En contraste avec le mois dernier, la photo de ce mois n’a strictement aucune histoire qui mérite d’être contée ici bas. Pourtant, elle est probablement l’une de celles qui a évoqué chez ceux qui m’en ont parlé, des idées, voire des fantasmes les plus divers.
Et vous, que voyez-vous? Au moment de déclencher je n’ai rien vu de ce qui vous traverse l’esprit en ce moment-même et j’ai presqu’envie de clore ce billet à ce point pour que vous continuiez à laisser galoper votre esprit sans moi.
Certains d’entre vous s’arrêteront à la première lecture de cette image qu’ils auront puisé dans la mémoire collective de la culture générale. Le rouge évoque le feu, l’amour, quelque chose d’ardent et de vif. Ajouté à ce capitonnage cossu, la photographie nous laisse quelque part entre un salon feutré de club anglais et une chambre capitonnée d’un vieil hôpital psychiatrique.

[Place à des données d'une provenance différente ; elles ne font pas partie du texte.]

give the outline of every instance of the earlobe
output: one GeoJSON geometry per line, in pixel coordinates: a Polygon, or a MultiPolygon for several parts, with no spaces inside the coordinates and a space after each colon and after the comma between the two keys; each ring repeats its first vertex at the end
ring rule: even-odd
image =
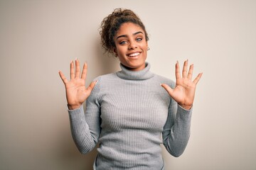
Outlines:
{"type": "Polygon", "coordinates": [[[117,49],[114,48],[114,50],[113,50],[113,53],[114,54],[114,57],[118,57],[117,49]]]}

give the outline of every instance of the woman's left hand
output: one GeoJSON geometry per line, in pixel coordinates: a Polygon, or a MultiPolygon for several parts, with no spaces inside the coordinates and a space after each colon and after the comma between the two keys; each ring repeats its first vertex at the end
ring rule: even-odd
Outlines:
{"type": "Polygon", "coordinates": [[[161,86],[167,91],[169,94],[175,100],[179,106],[185,109],[190,109],[192,107],[195,97],[196,87],[203,73],[198,74],[196,79],[192,81],[192,74],[193,64],[189,67],[187,73],[188,60],[184,62],[182,70],[182,77],[180,74],[178,62],[176,64],[176,86],[172,89],[167,84],[162,84],[161,86]]]}

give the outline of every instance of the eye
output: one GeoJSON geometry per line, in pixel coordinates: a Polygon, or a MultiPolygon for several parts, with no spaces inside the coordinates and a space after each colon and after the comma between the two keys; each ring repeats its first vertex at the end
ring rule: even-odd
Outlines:
{"type": "Polygon", "coordinates": [[[136,40],[137,41],[142,41],[142,38],[136,38],[136,40]]]}
{"type": "Polygon", "coordinates": [[[125,44],[125,43],[127,43],[127,41],[121,41],[120,42],[119,42],[119,44],[120,45],[124,45],[124,44],[125,44]]]}

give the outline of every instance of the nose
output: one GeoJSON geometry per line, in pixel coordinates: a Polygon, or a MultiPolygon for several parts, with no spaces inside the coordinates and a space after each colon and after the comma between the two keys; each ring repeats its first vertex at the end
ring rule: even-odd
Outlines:
{"type": "Polygon", "coordinates": [[[137,45],[135,41],[130,41],[129,46],[128,46],[129,50],[134,50],[137,47],[137,47],[137,45]]]}

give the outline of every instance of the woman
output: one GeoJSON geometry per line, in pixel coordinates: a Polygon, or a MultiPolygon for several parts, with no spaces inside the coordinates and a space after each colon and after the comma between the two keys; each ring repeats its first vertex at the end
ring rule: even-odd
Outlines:
{"type": "Polygon", "coordinates": [[[97,170],[164,169],[160,144],[174,157],[183,152],[202,74],[192,81],[193,64],[187,73],[188,61],[182,76],[176,63],[176,83],[151,72],[146,62],[148,35],[130,10],[115,9],[101,29],[103,47],[119,58],[122,70],[96,78],[87,89],[86,63],[81,76],[79,61],[75,69],[70,63],[70,81],[60,72],[74,141],[83,154],[99,142],[97,170]]]}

S’installer pour mieux lire
Ceux qui prendront la peine d’aller un pas plus loin dans la lecture de cette photographie, commenceront à la connecter à leur propre paysage visuel. La composition simple force à l’évocation et des souvenirs remontent très vite en formant des images subliminales. Certains y verront le fauteuil dans la bibliothèque de leur maison de vacances, d’autres se sentiront transportés dans le lobby d’un hôtel à San Fransisco, les derniers verront éventuellement ce que j’ai vu. En puisant ainsi dans sa propre mémoire, des sensations remontent, des visages apparaissent, on entend presque des sons et l’on revit des instants que l’on croyait oubliés. On voudrait que le rouge soit un peu plus comme ci ou légèrement comme cela, on s’approprie l’instant, on reconstitue une scène. On se surprend à chercher une présence dans les reflets du cuir; on en sentirait presque l’odeur. Le souvenir peut être agréable et la photo devient amie; il peut être dérangeant et on ne l’apprécie pas.